Wereravens are grandfathered in at this point, but they've always been a strange lycanthrope to me.

"Oh no, I'm cursed to be an intelligent good-aligned creature who can fly and speak."

The werehorse is fully out of the barn at this point, but if I were in charge of D&D, I'd make lycanthropes only be creatures that would genuinely be scary to turn into. Other stuff, like werebears, could be other sorts of shapechangers instead.
 

Or, like Remathilis said, they do include rules in the book like the ones he posted previously. I think part of the reason that they took them away is that they were very strong options with negligible consequences, so they needed to be reworked (at least, I'm hoping so).
 

Is it just me or does Wes sould like the man from Family Guy that was always trying to catch Chris Griffin's attention. Quagmire? It has been to long since I watched that show.

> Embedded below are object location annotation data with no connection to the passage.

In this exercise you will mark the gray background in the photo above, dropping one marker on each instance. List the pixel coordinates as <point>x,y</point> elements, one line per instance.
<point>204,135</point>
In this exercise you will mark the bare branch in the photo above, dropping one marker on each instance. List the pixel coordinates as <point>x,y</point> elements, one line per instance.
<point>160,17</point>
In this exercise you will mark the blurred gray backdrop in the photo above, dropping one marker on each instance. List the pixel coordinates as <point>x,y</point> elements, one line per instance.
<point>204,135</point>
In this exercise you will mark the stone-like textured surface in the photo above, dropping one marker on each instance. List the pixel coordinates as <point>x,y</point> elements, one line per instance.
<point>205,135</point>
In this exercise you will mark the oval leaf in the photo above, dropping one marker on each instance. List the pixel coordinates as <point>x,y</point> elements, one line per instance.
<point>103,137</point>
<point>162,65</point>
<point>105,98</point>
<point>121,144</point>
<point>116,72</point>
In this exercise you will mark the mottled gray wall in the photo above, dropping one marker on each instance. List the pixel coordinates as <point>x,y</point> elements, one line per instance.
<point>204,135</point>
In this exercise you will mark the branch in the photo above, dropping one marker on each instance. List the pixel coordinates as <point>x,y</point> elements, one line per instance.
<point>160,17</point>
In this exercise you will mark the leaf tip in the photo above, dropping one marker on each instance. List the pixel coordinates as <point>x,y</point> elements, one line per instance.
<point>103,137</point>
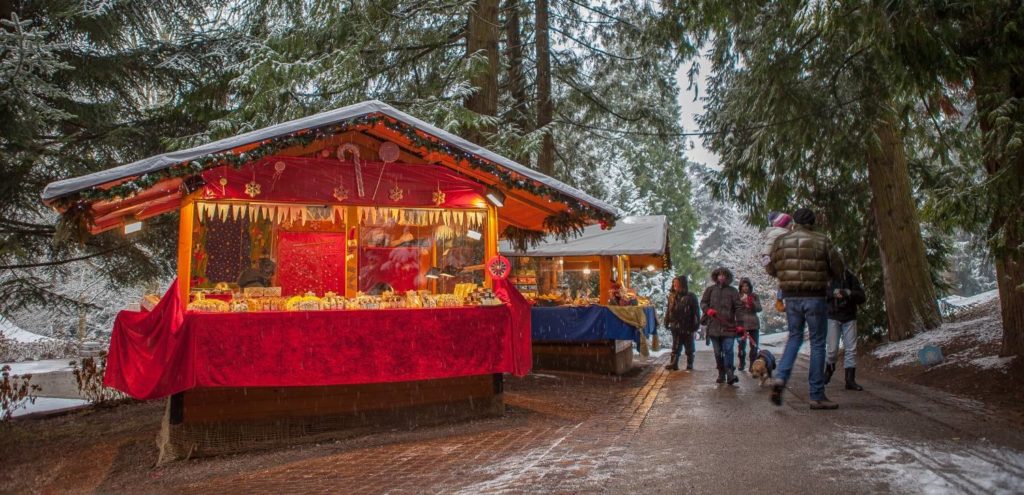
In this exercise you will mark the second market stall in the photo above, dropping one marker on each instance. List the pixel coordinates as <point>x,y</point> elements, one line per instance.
<point>586,315</point>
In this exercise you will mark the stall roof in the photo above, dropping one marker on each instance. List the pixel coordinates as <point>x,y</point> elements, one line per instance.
<point>159,162</point>
<point>632,235</point>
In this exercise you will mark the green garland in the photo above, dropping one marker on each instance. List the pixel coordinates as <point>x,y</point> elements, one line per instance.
<point>522,239</point>
<point>561,223</point>
<point>564,223</point>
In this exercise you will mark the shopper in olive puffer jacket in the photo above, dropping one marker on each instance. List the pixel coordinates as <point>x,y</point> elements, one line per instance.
<point>805,262</point>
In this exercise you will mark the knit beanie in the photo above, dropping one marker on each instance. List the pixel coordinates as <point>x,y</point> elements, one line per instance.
<point>804,216</point>
<point>782,219</point>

Wes was too much. He acted like he thought "First Edition" were going to flock to this product. Working on it since 2004, there was 22 years to come up with nthing new, as the first question suggested. Just a copy and pasted of everything that has been done before, he admitted.
It was 2 years; Wes misspoke and it was edited in the video above his camera view. And he specifically said it's NOT a copy paste, but more focused on the darklords. Was he defensive? Yes, mostly out of annoyance, because I suspect he genuinely didn't expect to be asked that.
I do expect things to carry over from VGR that needed a rework because Van Richten's was rather tame due to "sensitivities" at the time it was developed.
Makenzie(?) flat out says this is just Universal monsters in D&D: wolfman, vampire, Frankenstein, hollow man/invisible man. Only thing I did not hear was the mummy.
It kinda is; many players want to be able to play those species tropes, and Ravenloft provides it. Grim Hollow--a third party product for DnD--also does the same thing. Ravenloft has evolved from just the setting into a catch all for all things horror as DnD moved through editions.
AJ was just the art director?

Wes also ignored the things mention in the actual play discussion from James Lowder, author of the book that placed Soth in Ravenloft, and undermined Mr. Lowder's work and effort to preserve and protect Soth.
Did he? All he said was that Soth has a history with Ravenloft and it's up to the DM/players on whether to include him. They're giving us the choice to follow his Ravenloft story or not, because they know there are folks out there who don't like that he is in Ravenloft (yourself included), but they're including him because there are others that want him there. You may not like their choice, but it is a fair choice, and it's up to us to act on it.
All 3 had "designer" in their titles, but seemed none really designed anything. They only copied what someone else did. Maybe not Van Ricten's guide or Curse of Strahd, but created nothing new at all. What did they design?
The same people working on this book worked on Van Richten's. Just because their work is derivative of what others made in the past doesn't mean they're not designers; Derivative design is still design. They're also in charge of designing content for the DnD game, hence the title. Is it so hard to grasp?
46 minute commercial that did less to tell what was in the product tham the previous text promotionsl material that listed the "contents".
For you, it may very well be, but for most of us it provided context to some of the promotional text, and that's valuable.